Saying one thing is a million times more something than another thing is often hyperbole, but during a recent GDC 2026 presentation, NVIDIA's John Spitzer said exactly that when it comes to path tracing performance on future GeForce RTX graphics cards. Of course, this comes with a caveat: performance compared to NVIDIA's pre-RTX Pascal-era GeForce GTX graphics cards that lacked dedicated ray-tracing and AI hardware. Yes, it's all thanks to AI.

Real-time path tracing or full ray tracing is so demanding on GPU hardware that it's only possible thanks to a wide range of AI-powered rendering technologies such as DLSS Super Resolution, Frame Generation, RTX Mega Geometry, and more. As these features are available on the current RTX Blackwell-powered GeForce RTX 50 Series, NVIDIA says it has already achieved 10,000X faster path-tracing performance than in the Pascal era.

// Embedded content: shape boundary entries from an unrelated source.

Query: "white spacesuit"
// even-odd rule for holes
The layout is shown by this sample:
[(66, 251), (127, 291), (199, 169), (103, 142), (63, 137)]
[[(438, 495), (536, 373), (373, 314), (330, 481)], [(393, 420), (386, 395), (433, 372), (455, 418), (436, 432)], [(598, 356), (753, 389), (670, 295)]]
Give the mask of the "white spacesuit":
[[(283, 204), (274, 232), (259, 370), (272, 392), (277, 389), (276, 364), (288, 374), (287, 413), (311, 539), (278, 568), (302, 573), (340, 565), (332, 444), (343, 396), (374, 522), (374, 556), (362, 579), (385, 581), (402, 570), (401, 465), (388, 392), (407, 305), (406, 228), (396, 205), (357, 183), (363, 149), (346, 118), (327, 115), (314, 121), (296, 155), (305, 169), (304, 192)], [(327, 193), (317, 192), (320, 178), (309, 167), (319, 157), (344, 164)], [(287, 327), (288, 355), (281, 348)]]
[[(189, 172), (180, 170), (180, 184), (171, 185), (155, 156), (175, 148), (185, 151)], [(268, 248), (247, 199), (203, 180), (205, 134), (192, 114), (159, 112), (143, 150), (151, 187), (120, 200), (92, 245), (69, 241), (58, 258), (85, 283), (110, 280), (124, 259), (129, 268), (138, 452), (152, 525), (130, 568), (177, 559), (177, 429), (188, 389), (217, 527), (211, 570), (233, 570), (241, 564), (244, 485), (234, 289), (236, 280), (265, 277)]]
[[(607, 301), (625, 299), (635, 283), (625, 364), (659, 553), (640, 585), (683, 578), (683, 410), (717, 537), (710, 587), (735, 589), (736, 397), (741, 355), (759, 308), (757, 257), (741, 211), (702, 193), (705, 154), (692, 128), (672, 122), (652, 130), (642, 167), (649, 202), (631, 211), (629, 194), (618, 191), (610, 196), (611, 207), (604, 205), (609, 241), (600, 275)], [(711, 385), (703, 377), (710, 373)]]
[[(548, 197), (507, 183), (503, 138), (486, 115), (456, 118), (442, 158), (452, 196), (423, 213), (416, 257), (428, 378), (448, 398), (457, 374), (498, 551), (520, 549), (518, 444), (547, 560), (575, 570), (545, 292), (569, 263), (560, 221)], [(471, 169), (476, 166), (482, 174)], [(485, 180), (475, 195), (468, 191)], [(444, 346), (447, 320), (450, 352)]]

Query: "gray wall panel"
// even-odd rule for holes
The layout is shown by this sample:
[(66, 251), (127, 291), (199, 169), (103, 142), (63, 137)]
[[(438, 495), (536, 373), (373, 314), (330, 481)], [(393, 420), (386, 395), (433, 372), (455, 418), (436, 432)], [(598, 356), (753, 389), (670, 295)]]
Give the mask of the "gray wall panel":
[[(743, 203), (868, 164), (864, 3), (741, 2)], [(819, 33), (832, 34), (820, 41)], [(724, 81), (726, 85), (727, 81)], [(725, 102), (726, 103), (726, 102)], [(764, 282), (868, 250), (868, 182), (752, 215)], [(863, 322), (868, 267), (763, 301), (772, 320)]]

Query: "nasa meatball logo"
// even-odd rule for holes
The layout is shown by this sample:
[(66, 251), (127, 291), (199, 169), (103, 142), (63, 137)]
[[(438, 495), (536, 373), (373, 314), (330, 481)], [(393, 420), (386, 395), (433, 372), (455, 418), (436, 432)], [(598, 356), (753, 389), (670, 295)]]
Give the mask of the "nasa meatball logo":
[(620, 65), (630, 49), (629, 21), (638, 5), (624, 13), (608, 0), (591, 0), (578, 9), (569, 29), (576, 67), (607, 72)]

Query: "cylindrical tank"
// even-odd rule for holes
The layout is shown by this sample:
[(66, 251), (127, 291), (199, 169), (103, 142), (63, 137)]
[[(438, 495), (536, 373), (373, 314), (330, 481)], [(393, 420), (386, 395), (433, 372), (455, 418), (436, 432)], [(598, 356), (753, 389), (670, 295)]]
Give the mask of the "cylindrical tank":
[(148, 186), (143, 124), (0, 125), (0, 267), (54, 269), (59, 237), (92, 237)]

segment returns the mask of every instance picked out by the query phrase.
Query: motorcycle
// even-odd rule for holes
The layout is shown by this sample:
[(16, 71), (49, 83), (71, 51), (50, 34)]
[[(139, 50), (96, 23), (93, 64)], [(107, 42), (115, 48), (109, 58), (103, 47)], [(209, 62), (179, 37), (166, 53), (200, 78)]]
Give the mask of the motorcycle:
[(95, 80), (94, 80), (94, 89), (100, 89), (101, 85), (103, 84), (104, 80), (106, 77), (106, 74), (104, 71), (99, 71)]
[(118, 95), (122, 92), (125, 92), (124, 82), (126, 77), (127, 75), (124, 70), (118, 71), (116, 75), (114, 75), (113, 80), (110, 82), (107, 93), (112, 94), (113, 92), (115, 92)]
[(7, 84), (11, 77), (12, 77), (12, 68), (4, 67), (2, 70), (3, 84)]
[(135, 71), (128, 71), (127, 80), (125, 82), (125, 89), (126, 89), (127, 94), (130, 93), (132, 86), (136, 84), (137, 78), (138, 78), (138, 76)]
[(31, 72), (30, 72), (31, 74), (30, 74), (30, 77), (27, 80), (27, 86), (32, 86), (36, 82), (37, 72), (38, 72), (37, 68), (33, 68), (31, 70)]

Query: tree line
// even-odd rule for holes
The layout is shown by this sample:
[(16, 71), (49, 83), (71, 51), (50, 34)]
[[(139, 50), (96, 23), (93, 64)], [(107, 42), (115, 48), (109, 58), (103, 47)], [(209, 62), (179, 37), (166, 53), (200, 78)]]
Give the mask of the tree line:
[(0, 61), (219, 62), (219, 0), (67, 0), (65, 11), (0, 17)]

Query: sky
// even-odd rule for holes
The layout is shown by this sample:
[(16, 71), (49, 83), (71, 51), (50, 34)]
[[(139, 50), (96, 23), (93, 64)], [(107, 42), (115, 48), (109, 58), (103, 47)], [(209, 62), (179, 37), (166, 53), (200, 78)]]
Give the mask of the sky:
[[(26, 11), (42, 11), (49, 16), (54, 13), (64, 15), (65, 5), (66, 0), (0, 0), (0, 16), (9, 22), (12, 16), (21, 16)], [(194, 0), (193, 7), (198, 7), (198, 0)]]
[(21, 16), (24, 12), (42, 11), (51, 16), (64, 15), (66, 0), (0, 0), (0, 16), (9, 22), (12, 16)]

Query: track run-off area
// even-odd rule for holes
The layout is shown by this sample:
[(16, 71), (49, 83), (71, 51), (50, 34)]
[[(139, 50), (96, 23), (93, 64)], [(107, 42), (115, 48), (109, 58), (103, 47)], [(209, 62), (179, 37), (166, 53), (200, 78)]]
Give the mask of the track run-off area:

"If you look at the performance there with just a software RT core to today, where we have fourth-generation RT cores, we have third-generation Tensor cores, we have DLSS 4.5, which is able to infer 23 out of 24 pixels rendered," NVIDIA VP of Developer & Performance Technology, John Spitzer, said. "These are multiplicative, that you can multiply them all together to get a scaling factor that, combined with the algorithm, eventually gave a 10,000 times that we've improved the performance over the last 10 years."
On a modern high-end GeForce RTX 40 or RTX 50 Series graphics card, that translates to stunningly realistic, immersive 1440p and 4K cinematic lighting and visuals in games like Resident Evil Requiem, Indiana Jones and the Great Circle, Alan Wake 2, Cyberpunk 2077, and more. However, NVIDIA's John Spitzer added, "We're still not where we want to be. We want the real-time images to look indistinguishable from reality. We want them to look like a film."
Naturally, this means more AI for rendering and new technologies like ReSTIR (Recent spatiotemporal resampling algorithms), along with other advances that will ultimately lead to a 1,000,000X improvement in path-tracing performance on future GeForce RTX hardware compared to the non-AI Pascal generation.